Galaxy S5

Malas noticias para los inversores de Samsung pues se espera su mayor caída de resultados financieros de los últimos años para el segundo trimestre fiscal. O al menos así lo ha expresado el propio Lee Sang-hoon, CFO de Samsung, en una declaración pública bastante extraña, donde ha anunciado el *desastre*; eso sí, al ser preguntado el director financiero de la coreana, no dio más explicaciones y no se esperan hasta que a principios de julio la compañía presente sus resultados consolidados.

El problema es que esta vez no ha existido calma antes de la tormenta, puesto que las declaraciones de Lee han hecho temblar los valores de Samsung en los mercados financieros, lo que se ha traducido en una bajada del 8,5% en lo que llevamos de mes, y se espera una caída mayor en los días previos a la presentación de resultados del que hasta ahora -y a la espera de conocer sus resultados y ventas- es mayor vendedor mundial de smartphones.

Pero además, con motivo de estas declaraciones, las agencias aseguradora de valores como KTB Investment & Securities han sido bastante duras bajando las previsiones de ganancias de Samsung en un 10%, pero también lo han hecho con las ventas mundiales de terminales para el el segundo trimestre en un 12,5%, a 77 millones de dólares de los 88 millones previstos.

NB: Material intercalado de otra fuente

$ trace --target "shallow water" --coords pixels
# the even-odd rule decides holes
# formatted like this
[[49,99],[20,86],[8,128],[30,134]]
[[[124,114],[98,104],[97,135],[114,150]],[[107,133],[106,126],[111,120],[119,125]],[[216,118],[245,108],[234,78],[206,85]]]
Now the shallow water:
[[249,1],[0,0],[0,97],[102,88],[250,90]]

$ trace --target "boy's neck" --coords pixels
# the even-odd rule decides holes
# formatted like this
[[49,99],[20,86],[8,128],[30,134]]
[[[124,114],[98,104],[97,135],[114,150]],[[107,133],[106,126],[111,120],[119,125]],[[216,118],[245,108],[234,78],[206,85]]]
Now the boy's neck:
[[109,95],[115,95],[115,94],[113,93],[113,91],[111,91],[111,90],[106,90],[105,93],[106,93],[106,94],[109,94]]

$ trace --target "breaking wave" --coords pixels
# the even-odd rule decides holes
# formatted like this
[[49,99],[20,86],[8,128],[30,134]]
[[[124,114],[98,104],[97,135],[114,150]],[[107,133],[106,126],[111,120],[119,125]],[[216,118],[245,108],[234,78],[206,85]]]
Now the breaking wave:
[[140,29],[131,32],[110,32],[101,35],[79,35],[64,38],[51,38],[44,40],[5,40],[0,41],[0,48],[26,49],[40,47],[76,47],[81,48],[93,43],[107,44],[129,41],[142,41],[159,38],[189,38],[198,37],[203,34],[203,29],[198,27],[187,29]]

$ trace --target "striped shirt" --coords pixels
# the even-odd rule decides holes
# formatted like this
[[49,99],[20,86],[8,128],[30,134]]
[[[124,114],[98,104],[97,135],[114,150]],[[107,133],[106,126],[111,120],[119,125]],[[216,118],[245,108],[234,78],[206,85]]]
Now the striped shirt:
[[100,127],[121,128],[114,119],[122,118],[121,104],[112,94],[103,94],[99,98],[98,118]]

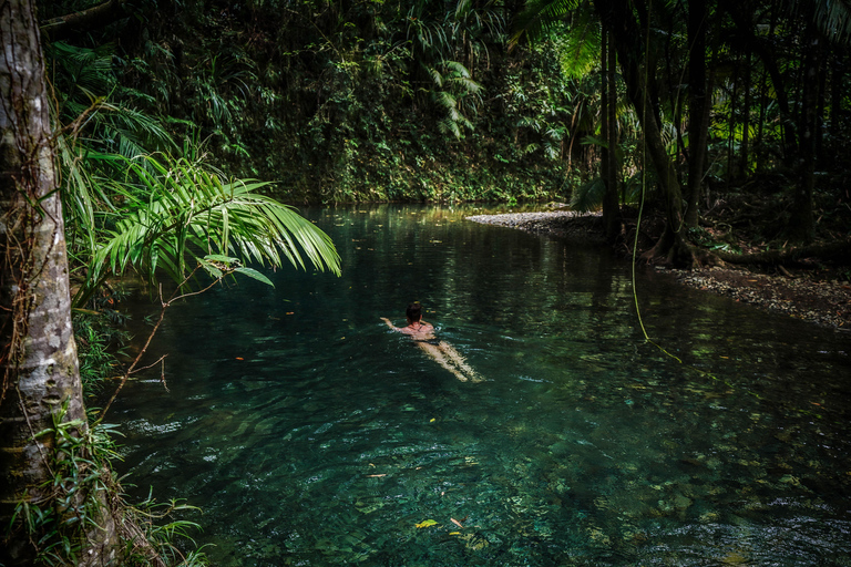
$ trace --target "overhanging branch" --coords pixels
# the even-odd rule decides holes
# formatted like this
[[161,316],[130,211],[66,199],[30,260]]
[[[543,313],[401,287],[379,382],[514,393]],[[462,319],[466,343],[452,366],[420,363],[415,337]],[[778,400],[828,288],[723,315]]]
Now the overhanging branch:
[[109,25],[127,16],[124,9],[127,0],[107,0],[80,12],[52,18],[41,24],[41,32],[50,41],[60,41],[71,35]]

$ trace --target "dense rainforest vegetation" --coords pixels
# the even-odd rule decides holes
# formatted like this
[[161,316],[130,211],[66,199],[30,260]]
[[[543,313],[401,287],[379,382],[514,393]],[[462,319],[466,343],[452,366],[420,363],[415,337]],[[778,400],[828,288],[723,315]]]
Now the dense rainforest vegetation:
[[[217,281],[262,278],[252,260],[304,265],[279,246],[304,225],[270,194],[570,202],[602,209],[612,240],[646,207],[660,219],[647,258],[703,261],[696,246],[727,261],[849,256],[843,0],[35,4],[50,107],[37,146],[55,155],[66,226],[54,230],[80,313],[111,312],[110,279],[130,268],[154,286],[167,274],[177,297],[204,288],[197,270]],[[10,22],[30,13],[6,9]],[[4,47],[21,37],[4,33]],[[30,100],[10,89],[4,100]],[[4,116],[12,107],[27,110]],[[254,178],[276,183],[242,181]],[[34,184],[22,202],[14,183],[8,226],[53,194]],[[742,233],[753,254],[737,254]],[[300,244],[337,268],[322,235]],[[4,286],[23,277],[10,274]],[[3,323],[6,400],[18,340],[6,333],[27,330]],[[79,456],[76,437],[62,439]]]
[[712,240],[701,214],[728,239],[809,241],[817,220],[847,236],[844,2],[43,4],[68,110],[104,96],[106,120],[146,121],[90,136],[127,154],[203,141],[286,202],[612,212],[644,192],[688,241]]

Samsung no acaba de definir su estrategia en los mercados emergentes
¿Y a que viene ahora esto? Pues parece que Samsung no está funcionando como debería en los mercados emergentes. En un momento en el que todas las compañías están apostando por llevarse un hueco de los emergentes, y teniendo Samsung un buen catálogo de terminales para atacar dichos mercados, no está funcionando como se espera, y en su lugar compañías como Motorola o Nokia se están llevando el pastel de los que en el futuro serán compradores de smartphones de gama media-alta.

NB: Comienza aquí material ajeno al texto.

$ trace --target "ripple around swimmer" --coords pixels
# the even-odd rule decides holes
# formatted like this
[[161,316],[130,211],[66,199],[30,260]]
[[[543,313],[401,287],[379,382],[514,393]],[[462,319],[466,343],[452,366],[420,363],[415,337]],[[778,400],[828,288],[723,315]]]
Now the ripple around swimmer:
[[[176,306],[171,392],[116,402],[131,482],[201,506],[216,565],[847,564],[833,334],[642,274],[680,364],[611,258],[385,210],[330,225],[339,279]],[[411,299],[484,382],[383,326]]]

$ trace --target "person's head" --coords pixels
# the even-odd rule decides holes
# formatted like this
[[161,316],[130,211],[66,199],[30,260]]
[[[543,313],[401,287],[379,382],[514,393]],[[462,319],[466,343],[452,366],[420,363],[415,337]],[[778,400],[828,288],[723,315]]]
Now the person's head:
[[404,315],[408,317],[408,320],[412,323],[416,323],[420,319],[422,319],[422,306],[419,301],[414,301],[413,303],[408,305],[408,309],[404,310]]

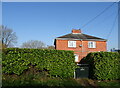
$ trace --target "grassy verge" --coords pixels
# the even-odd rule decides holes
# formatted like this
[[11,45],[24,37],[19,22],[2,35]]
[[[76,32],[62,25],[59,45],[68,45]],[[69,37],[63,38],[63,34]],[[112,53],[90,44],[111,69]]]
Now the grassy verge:
[[97,85],[99,88],[120,88],[120,81],[99,81],[97,82]]

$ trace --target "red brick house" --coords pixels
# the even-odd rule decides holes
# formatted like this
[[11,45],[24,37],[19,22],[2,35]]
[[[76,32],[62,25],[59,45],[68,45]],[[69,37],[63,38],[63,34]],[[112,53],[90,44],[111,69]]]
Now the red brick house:
[[85,57],[90,52],[106,51],[105,39],[83,34],[81,30],[73,29],[72,33],[57,37],[55,49],[72,50],[75,54],[75,62]]

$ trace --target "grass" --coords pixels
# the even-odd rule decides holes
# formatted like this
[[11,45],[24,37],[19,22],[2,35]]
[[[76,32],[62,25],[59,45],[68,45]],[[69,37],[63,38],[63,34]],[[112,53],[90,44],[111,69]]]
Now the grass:
[[20,76],[5,75],[2,77],[2,88],[119,88],[120,81],[96,81],[91,79],[61,79],[49,77],[46,73],[26,72]]
[[100,82],[97,82],[97,85],[99,85],[99,88],[106,88],[106,87],[120,88],[120,81],[119,80],[100,81]]

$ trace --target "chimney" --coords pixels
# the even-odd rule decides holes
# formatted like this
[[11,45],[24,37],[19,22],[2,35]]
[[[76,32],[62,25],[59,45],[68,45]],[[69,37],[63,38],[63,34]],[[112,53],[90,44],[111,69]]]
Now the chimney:
[[81,33],[81,30],[80,29],[72,29],[72,33],[78,34],[78,33]]

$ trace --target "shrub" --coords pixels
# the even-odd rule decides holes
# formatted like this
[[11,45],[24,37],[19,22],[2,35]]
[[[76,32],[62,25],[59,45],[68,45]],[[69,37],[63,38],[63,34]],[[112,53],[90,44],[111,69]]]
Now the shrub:
[[84,59],[89,64],[89,76],[98,80],[120,79],[120,54],[116,52],[89,53]]
[[73,77],[76,68],[73,51],[7,48],[2,53],[4,74],[21,75],[31,65],[62,78]]

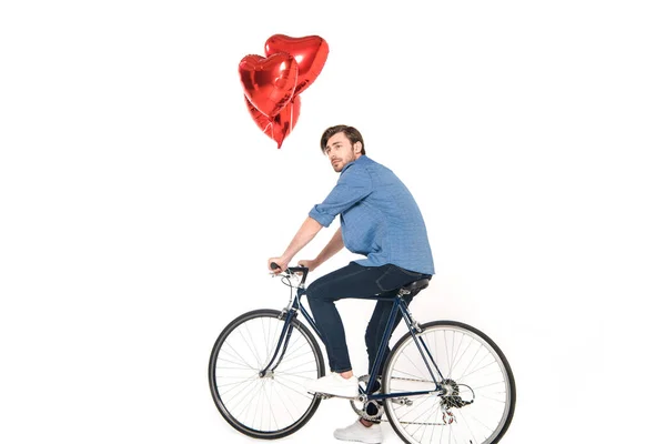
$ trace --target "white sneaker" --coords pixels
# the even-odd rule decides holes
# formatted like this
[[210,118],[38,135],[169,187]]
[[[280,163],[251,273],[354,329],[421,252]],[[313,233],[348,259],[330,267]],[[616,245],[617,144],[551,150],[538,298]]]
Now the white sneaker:
[[342,441],[356,441],[367,444],[380,444],[382,442],[382,428],[380,424],[366,427],[360,421],[354,421],[354,424],[349,427],[337,428],[333,432],[333,436]]
[[349,380],[345,380],[340,373],[331,373],[319,380],[305,382],[305,389],[312,393],[323,393],[341,397],[356,397],[359,396],[359,379],[352,376]]

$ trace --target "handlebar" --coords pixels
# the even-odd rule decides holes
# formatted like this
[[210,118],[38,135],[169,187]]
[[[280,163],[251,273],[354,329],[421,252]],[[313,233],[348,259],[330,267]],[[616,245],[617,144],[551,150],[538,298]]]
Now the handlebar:
[[[271,262],[271,270],[280,270],[280,265],[278,265],[275,262]],[[291,275],[294,275],[297,273],[302,273],[303,279],[301,279],[300,285],[303,285],[305,283],[305,279],[307,278],[309,271],[310,271],[310,269],[306,266],[287,266],[286,270],[284,270],[284,273],[287,276],[291,276]]]

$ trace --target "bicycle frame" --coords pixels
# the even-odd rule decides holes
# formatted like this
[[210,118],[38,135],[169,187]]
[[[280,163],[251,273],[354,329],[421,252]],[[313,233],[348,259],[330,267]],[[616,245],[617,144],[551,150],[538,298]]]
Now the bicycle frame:
[[[303,313],[305,321],[310,324],[310,326],[312,327],[314,333],[319,336],[319,339],[322,340],[322,342],[324,342],[322,334],[321,334],[320,330],[317,329],[316,323],[314,322],[314,319],[310,315],[310,313],[301,304],[301,297],[306,292],[305,286],[304,286],[305,276],[306,276],[306,273],[304,273],[303,279],[301,280],[301,284],[296,287],[296,296],[293,299],[293,301],[291,301],[291,306],[287,306],[282,311],[281,317],[284,316],[284,326],[282,327],[280,339],[278,340],[278,346],[275,347],[275,352],[273,353],[271,361],[265,366],[265,369],[263,369],[260,372],[261,376],[265,375],[269,372],[272,373],[275,370],[275,367],[278,367],[280,362],[282,361],[282,357],[284,356],[284,353],[286,352],[286,349],[289,346],[289,341],[291,339],[292,331],[294,329],[292,321],[297,316],[299,311]],[[379,300],[380,297],[367,297],[367,299]],[[421,353],[421,357],[423,359],[423,361],[430,372],[430,375],[433,380],[433,384],[435,385],[435,389],[427,390],[427,391],[420,391],[420,392],[372,394],[372,393],[369,393],[367,390],[360,387],[362,394],[365,396],[365,398],[367,401],[426,395],[426,394],[438,393],[444,390],[444,387],[443,387],[444,376],[440,372],[440,369],[437,367],[436,362],[434,361],[430,350],[427,349],[425,341],[423,341],[423,339],[420,335],[421,326],[413,320],[413,317],[407,309],[407,304],[405,303],[405,301],[402,297],[402,294],[400,294],[400,293],[393,300],[393,306],[391,307],[391,314],[389,316],[389,322],[386,323],[386,327],[385,327],[384,334],[382,336],[380,352],[379,352],[379,355],[375,357],[373,369],[370,372],[370,380],[367,381],[366,387],[372,387],[375,384],[375,382],[377,381],[379,373],[380,373],[380,363],[382,362],[382,360],[384,357],[384,353],[386,353],[389,341],[392,335],[391,325],[393,325],[395,323],[395,320],[396,320],[398,313],[402,315],[403,320],[405,321],[405,324],[407,325],[407,329],[410,330],[410,333],[412,334],[412,339],[414,340],[414,343],[416,344],[418,352]]]

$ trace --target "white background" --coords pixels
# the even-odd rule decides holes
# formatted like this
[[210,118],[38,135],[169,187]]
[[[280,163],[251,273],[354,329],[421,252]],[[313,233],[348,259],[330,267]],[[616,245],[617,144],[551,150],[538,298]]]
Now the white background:
[[[230,3],[0,7],[0,442],[253,442],[215,410],[209,353],[286,303],[265,261],[334,184],[319,139],[339,123],[425,216],[416,319],[509,359],[503,442],[658,441],[660,2]],[[330,46],[281,150],[238,77],[275,33]],[[339,307],[365,373],[372,305]],[[353,417],[330,400],[283,441],[333,443]]]

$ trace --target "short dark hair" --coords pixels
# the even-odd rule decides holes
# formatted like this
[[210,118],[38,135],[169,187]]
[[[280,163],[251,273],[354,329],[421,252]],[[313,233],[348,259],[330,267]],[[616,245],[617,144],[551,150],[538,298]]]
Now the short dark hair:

Además, las previsiones de Apple, su principal competidor tampoco, han ayudado mucho. Básicamente, Apple vende más y más terminales cada año y sus previones de ventas para lo que queda de año no podían ser mejores, contando además que todavía falta su lanzamiento estrella del año con el que pueden dar un golpe en la mesa como ya pasó con el iPhone 4.

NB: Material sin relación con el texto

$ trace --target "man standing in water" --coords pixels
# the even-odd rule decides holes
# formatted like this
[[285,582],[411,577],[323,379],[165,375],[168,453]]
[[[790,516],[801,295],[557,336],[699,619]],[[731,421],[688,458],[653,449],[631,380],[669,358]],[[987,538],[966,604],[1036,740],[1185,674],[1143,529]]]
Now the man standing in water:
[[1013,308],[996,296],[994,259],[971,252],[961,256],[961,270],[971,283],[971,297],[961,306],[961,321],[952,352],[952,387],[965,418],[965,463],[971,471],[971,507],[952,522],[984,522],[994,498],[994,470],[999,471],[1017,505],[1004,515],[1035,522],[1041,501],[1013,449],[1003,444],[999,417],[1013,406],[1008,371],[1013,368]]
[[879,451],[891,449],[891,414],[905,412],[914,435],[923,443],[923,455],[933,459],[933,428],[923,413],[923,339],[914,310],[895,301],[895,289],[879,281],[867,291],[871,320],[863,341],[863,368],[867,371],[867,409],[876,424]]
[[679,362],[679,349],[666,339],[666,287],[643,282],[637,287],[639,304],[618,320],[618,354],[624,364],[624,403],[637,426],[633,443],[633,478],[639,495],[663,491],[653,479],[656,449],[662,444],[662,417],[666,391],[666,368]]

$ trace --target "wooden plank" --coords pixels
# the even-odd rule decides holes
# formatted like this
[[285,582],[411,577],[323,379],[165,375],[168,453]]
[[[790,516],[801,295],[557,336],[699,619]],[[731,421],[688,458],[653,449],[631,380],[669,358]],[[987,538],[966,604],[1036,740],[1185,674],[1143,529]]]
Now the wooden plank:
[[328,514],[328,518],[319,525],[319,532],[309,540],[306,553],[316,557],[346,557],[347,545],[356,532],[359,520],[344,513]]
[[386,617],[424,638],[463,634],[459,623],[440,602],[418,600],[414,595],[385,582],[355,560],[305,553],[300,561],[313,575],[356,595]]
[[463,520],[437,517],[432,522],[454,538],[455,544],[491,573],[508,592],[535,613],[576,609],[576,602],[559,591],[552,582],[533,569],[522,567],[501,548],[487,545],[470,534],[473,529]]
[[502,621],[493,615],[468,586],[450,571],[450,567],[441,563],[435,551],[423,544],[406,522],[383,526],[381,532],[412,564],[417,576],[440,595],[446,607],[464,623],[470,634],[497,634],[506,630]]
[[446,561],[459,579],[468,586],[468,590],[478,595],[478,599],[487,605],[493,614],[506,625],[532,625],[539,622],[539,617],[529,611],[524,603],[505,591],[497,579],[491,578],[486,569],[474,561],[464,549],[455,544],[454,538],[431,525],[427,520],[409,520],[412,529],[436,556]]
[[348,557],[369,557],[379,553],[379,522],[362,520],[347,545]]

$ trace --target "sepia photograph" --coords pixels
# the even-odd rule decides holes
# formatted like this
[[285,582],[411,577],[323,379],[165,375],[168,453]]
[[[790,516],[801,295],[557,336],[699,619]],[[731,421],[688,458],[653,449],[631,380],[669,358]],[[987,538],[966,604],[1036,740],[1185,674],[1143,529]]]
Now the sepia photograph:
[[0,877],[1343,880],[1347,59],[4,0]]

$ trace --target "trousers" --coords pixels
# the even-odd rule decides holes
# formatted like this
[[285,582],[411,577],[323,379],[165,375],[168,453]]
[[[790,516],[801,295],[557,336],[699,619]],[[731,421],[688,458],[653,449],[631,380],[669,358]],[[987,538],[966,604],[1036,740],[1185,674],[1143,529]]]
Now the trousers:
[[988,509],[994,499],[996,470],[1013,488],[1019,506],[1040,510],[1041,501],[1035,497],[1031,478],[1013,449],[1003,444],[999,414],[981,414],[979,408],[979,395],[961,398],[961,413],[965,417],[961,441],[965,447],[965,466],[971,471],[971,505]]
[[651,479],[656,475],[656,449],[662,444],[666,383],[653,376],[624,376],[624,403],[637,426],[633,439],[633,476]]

Ahora bien, no nos volvamos locos, Samsung es un gigante de la telefonía móvil y este bache en el camino no significa nada más que problemitas de fin de semana, al menos si mantienen el incendio controlado. De momento, lo único que les queda es aguantar el chaparrón de los resultados del segundo trimestre, y replantear su estrategia con los emergentes, y quién sabe si no les vendría mal reducir el número de terminales casi idénticos que tiene por cientos disponibles en el mercado.